Неожиданно Хоннинскрю поднял голову, и Ковенанту стало не по себе. Глаза Великана свирепо сверкали из-под нависших бровей, а избороздившие лицо морщины казались глубокими, будто шрамы.
— Вот потому, — медленно произнес Великан, — я и пришел к тебе. Необходимо восстановить справедливость. Моя вина должна быть искуплена хотя бы отчасти, но сделать это не в моих силах. В обычае нашего народа отдавать мертвых морю, но мой брат встретил свою кончину в ужасе, и море не освободит его. Подобно умершим из Коеркри, он обречен на вечные терзания. Если его духу не будет дарована каамора… — тут Великан на миг прервался, — …он будет преследовать меня, покуда в Арке Времени сохранится хотя бы один камень.
Великан уставился себе под ноги.
— Каамора необходима, но в целом мире не найдется огня, что мог бы дать ему упокоение. Он — Великан и даже в смерти неподвластен пламени.
Только сейчас Ковенант уразумел, к чему клонит капитан, и все его страхи, начиная с опасения, запавшего в душу с того самого момента, как Хоннинскрю заговорил об «освобождении», и кончая ужасом перед роковым предопределением — уничтожить мироздание самому или поступиться кольцом и отдать его на растерзание Фоулу, — сошлись воедино.
«Зло, кажущееся тебе наихудшим, таится в тебе самом, — говорил Презирающий. — Ты сам, по своей воле вложишь белое золото в мою руку». И он был прав — иным исходом могло быть лишь разрушение Арки Времени. Ковенант был разбит, раздавлен из-за того, что утаил правду от Линден. А Хоннинскрю просил его о…
— Ты хочешь кремировать его? — Судорога страха сделала голос Ковенанта хриплым. — С помощью моего кольца? Ты сошел с ума!
Хоннинскрю вздохнул.
— Умершие из Коеркри… — начал было он.
— Нет! — воскликнул Ковенант. Тогда он возжег костер, чтобы избавить их от нескончаемых адских мучений, но теперь риск был бы слишком велик. Он и так стал причиной слишком многих бедствий. — Пойми, остановить это я уже не смогу.

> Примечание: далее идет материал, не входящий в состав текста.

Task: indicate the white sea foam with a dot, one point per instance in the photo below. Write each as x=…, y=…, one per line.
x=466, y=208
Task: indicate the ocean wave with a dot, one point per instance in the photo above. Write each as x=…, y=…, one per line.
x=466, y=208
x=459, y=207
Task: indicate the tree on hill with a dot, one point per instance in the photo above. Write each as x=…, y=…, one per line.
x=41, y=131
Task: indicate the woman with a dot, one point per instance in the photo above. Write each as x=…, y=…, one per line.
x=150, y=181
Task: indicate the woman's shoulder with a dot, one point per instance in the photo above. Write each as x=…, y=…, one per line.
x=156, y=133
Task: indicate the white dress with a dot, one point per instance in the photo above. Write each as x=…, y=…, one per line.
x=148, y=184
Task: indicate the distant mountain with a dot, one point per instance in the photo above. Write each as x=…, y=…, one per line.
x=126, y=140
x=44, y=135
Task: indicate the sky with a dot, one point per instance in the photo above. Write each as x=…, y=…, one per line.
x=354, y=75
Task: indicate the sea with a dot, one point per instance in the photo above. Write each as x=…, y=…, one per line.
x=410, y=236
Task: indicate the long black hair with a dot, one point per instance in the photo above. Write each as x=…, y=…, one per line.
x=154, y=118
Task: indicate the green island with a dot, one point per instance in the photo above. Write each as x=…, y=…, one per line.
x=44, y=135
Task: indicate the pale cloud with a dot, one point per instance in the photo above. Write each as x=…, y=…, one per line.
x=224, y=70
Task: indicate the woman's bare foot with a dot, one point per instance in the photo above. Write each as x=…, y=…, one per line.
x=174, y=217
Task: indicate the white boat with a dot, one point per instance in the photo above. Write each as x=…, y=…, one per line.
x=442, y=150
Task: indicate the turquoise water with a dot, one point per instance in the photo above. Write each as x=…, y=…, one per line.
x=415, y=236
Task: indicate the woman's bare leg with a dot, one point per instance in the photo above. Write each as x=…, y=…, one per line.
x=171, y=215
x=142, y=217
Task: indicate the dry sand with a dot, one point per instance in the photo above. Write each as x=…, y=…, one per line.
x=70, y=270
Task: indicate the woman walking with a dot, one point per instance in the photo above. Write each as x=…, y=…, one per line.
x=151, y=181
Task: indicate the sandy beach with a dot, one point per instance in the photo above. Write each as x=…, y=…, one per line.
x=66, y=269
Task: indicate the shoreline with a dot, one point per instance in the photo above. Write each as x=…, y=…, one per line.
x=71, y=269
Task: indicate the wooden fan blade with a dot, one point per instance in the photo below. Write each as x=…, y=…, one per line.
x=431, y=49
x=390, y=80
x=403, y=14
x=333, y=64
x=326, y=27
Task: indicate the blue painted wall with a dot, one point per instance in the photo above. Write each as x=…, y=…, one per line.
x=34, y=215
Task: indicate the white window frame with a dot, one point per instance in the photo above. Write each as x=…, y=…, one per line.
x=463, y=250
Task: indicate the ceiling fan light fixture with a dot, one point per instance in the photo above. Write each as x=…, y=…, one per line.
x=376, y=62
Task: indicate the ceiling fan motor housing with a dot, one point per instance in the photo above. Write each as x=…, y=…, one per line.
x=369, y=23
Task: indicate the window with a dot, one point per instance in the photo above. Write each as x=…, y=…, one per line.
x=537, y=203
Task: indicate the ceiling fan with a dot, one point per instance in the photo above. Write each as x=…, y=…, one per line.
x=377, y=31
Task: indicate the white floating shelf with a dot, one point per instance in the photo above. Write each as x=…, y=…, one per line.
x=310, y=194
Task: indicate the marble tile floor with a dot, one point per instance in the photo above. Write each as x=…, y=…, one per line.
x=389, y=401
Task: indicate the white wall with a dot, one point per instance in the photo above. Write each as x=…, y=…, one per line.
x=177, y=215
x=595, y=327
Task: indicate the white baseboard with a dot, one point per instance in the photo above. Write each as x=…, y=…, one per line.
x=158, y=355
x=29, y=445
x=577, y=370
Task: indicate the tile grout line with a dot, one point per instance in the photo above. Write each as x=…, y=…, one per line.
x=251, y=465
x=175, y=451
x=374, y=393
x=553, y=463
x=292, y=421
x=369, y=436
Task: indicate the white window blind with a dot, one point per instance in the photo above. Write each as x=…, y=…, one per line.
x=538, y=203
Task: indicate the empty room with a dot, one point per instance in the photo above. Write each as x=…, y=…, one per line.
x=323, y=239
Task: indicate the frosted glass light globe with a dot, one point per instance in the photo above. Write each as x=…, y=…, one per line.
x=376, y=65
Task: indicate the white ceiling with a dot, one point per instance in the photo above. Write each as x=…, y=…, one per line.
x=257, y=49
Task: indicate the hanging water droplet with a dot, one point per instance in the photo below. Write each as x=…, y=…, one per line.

На мгновение стих даже плеск волн, словно его горячность потрясла и само море. Казалось, что корабль Великанов сбился с курса, и даже фонарь замерцал, словно готов был вот-вот потухнуть. Откуда-то издали доносились звуки, напоминавшие сдавленные стоны, хотя Ковенант не исключал, что это ему мерещится. Его органы чувств позволяли воспринимать окружающее лишь поверхностно, и происходящее вне каюты оставалось для него сокрытым.
Трудно было сказать, услышал ли что-либо капитан. По-прежнему понурый, со склоненной головой, он медленно, словно с трудом владел своим телом, поднялся на ноги. Хотя гамак висел высоко над полом, голова и плечи Великана возвышались над Неверящим. Стараясь не встречаться с Ковенантом взглядом, Хоннинскрю сделал шаг вперед, и фонарь оказался у него за спиной. Угрюмое лицо капитана скрыла тень.
— Да, — упавшим голосом прохрипел он. — Ты прав, друг Великанов.
В этом обращении слышался оттенок горького сарказма.
— Твоя мощь угрожает самому мирозданию. Какое значение при таких обстоятельствах имеют терзания Великанов — одного или двух? Прости меня.
Ковенант разрывался между отчаянием и любовью, словно Кевин-Расточитель. Ему хотелось заплакать, заплакать навзрыд, но тут до его слуха донеслись громкие торопливые шаги. Кто-то спешил к его каюте. В следующее мгновение дверь распахнулась — на сей раз Кайл этому не воспрепятствовал. На пороге появился матрос.
— Капитан, — встревоженно воскликнул он, — скорее поднимись на палубу. Нас окружают никоры.
Глава 2
Обитель прокаженного
Медленно, словно он осознавал угрозы и действовал лишь в силу привычки, Хоннинскрю поднялся и вышел из каюты. Возможно, он уже упустил способность воспринимать происходящее, но на зов своего корабля все же откликнулся. Едва капитан перешагнул порог, Кайл закрыл за ним дверь, словно подсознательно чувствовал, что Ковенант за Великаном не последует.
Никоры! При одном упоминании о них сердце Ковенанта тревожно сжалось. Этих ужасных, похожих на гигантских змей морских чудовищ считали порождениями Червя Конца Мира. На пути к Острову Первого Дерева «Звездной Гемме» уже доводилось пересекать кишащие ими воды. Тогда они не удостоили дромонд внимания, но кто может сказать, что будет теперь, когда Червь растревожен, а остров погрузился в пучину.